Traffic safety measures ranging from seat belt and drunk driving enforcement to design standards for cars and trucks “averted a public health disaster” by preventing about 5.8 million deaths in the U.S. from 1968 through 2015, according to a new study.
The analysis found that without federal and state policies, traffic deaths annually would “likely have been in the hundreds of thousands rather than tens of thousands” in recent years. The report, published in the Journal of Public Health Policy, was by Leon Robertson, an injury epidemiology expert who taught at Yale and Harvard and has written more than 150 research papers and books, many on automotive safety.

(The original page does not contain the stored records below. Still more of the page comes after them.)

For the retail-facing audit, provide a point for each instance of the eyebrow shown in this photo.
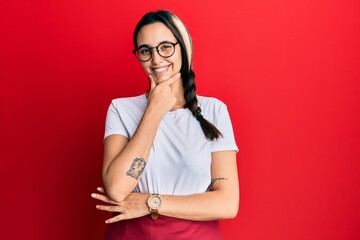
(148, 46)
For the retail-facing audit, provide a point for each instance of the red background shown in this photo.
(288, 71)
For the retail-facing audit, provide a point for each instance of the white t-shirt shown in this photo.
(180, 157)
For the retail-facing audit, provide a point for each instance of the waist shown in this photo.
(162, 229)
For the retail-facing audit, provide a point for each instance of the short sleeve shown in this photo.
(223, 124)
(114, 123)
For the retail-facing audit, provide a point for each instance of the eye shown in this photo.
(144, 51)
(165, 46)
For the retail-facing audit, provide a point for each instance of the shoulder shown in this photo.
(129, 101)
(210, 103)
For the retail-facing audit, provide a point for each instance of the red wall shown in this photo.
(288, 71)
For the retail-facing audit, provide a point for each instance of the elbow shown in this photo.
(230, 209)
(230, 212)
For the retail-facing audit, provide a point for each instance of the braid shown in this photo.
(210, 131)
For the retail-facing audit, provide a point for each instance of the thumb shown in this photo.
(152, 82)
(172, 79)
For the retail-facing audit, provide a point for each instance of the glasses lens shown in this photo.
(143, 53)
(166, 49)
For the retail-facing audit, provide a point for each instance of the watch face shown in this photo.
(154, 202)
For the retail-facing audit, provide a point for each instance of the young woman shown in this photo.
(169, 169)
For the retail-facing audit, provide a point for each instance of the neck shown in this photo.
(178, 90)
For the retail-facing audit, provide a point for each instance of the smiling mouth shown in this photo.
(161, 69)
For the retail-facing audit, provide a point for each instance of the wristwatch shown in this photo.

Robertson’s estimate of 5.8 million lives saved over nearly a half-century is almost 10 times higher than a previous government estimate for a similar period. At least one other auto safety expert – Charles Farmer, the vice president for research at the Insurance Institute for Highway Safety – characterized Robertson’s estimate as way too high.
But Robertson told FairWarning that his peer-reviewed study reflected a broad array of factors that influence safety. He took into account the rising numbers of registered cars, trucks and motorcycles in recent decades, along with increases in miles traveled. Robertson also evaluated population growth and the increases in young, inexperienced drivers, who have a higher risk of accidents. Other considerations included population shifts to warmer states, where people tend to drive more.